« La plupart des gens ne se sentent pas vraiment concernés par le changement climatique »

Les glaciers suisses sont en train de disparaître. Selon les dernières prévisions, dans 80 ans, presque tous auront fondu. Pourquoi ne nous sentons-nous pas vraiment concernés ? Entretien avec le psychologue Adrian Brügger sur les raisons de notre indifférence.

Propos recueillis par Sarah Herwig.

 

Photos comparatives de la Diavolezza, avec les glaciers Pers et Morteratsch, dans les Grisons. (© Société pour la recherche écologique/Greenpeace)

 

Dans 80 ans, il n’y aura presque plus de glaciers en Suisse. Pourquoi ces prévisions ne font-elles pas réagir ?

80 ans, c’est une période relativement longue. Et pour la plupart des personnes, en Suisse comme dans d’autres pays, le problème du climat n’est pas encore une réalité quotidienne.

Quelles sont les raisons de cette situation ?

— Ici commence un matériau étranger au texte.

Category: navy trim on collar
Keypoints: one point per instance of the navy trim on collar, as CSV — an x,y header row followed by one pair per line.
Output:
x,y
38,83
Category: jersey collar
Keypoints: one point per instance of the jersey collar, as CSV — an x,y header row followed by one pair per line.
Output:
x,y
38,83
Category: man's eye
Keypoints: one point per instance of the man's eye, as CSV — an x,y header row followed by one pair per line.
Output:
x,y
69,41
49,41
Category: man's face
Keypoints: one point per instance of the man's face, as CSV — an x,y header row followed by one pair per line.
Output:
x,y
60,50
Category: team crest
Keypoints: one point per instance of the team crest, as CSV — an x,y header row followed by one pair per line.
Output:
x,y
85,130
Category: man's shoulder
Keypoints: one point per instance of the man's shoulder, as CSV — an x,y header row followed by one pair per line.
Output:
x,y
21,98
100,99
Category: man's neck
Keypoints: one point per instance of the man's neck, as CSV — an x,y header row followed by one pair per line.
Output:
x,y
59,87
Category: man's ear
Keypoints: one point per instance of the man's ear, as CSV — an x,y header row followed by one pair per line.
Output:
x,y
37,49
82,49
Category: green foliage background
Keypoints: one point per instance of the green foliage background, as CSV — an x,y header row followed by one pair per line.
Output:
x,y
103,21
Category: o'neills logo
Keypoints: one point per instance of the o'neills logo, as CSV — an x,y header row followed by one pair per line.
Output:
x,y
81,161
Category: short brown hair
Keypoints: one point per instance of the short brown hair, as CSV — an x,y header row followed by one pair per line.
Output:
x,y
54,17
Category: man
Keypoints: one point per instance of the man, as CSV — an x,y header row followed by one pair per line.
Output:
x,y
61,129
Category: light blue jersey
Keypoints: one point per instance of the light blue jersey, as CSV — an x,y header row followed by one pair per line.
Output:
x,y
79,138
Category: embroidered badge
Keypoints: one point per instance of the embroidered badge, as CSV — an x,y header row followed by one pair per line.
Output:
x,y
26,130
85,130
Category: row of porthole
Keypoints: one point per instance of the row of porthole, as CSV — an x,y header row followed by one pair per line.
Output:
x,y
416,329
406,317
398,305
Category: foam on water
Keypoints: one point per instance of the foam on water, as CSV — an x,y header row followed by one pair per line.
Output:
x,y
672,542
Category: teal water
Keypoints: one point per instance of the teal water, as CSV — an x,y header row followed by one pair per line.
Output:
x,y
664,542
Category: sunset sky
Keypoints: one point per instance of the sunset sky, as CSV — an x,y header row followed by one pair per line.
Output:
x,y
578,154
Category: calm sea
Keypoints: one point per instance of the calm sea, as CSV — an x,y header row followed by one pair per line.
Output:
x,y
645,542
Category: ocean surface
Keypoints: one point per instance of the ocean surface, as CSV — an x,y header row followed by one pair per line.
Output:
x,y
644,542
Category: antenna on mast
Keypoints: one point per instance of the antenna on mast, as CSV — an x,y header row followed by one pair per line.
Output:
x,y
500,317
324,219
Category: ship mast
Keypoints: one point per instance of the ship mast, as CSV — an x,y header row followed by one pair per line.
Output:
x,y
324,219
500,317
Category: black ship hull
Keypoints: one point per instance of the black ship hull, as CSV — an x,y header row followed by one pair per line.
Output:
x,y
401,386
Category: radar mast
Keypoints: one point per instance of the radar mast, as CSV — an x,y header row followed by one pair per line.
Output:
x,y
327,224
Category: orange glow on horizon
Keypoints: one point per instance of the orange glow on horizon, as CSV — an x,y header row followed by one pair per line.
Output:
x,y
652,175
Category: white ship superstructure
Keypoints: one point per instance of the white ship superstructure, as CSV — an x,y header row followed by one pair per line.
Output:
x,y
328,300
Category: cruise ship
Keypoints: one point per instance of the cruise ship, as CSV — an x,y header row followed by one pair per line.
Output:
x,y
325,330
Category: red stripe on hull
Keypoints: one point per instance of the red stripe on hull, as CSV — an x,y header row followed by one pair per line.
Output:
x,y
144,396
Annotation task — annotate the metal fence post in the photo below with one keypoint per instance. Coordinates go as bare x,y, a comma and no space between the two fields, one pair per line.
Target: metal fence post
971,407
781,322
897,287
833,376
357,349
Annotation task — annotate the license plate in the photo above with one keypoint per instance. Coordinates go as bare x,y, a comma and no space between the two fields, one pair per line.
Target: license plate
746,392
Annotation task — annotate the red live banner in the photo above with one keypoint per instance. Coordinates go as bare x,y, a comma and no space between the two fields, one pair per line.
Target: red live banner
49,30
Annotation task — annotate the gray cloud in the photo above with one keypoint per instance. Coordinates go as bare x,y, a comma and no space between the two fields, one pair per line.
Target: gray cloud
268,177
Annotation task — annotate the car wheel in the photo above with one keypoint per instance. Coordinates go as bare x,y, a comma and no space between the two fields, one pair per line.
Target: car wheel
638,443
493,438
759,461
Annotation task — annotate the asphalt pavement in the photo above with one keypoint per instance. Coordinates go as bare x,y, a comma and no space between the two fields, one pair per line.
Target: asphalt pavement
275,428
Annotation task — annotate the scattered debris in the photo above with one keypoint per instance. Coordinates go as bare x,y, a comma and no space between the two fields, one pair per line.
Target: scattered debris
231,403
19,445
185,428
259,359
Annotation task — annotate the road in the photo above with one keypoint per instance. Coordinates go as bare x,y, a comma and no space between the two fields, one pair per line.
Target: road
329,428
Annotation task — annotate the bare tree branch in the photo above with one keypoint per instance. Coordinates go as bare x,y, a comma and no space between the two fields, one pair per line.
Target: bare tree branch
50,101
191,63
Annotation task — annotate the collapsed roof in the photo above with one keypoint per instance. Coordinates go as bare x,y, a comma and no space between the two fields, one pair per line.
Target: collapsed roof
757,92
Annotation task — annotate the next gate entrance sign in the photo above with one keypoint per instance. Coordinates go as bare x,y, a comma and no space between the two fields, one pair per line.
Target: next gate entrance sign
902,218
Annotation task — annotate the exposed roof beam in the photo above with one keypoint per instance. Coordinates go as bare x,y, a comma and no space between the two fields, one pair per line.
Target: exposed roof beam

Les raisons sont notamment les objectifs et les valeurs des gens. Le changement climatique est surtout présenté comme une menace pour la nature et les générations futures.

Cela touche donc les gens qui attachent une grande importance à l’équité, à la justice sociale ou à l’égalité. Pour les personnes ayant d’autres valeurs ou objectifs, le climat est probablement moins important. Je pense à des valeurs comme la liberté personnelle, le développement individuel, le succès et les richesses matérielles.

Quand on évoque l’impact du réchauffement climatique, on parle souvent de pays lointains. Or la disparition des glaciers en Suisse est très concrète et réelle. Est-ce que cela change la perception du changement climatique ?

 

Selon nos propres résultats et d’autres travaux de recherche, ce n’est pas le cas. Nous avons mené plusieurs expériences, en présentant aux personnes des informations sur le changement climatique, soit concernant la Suisse, soit concernant l’étranger.

Nous leur avons ensuite demandé comment elles évaluaient les risques liés au changement climatique. Et si elles étaient prêtes à changer quoi que ce soit dans leur vie quotidienne, ou à soutenir des lois de protection du climat. Nos enquêtes ne constatent aucune différence.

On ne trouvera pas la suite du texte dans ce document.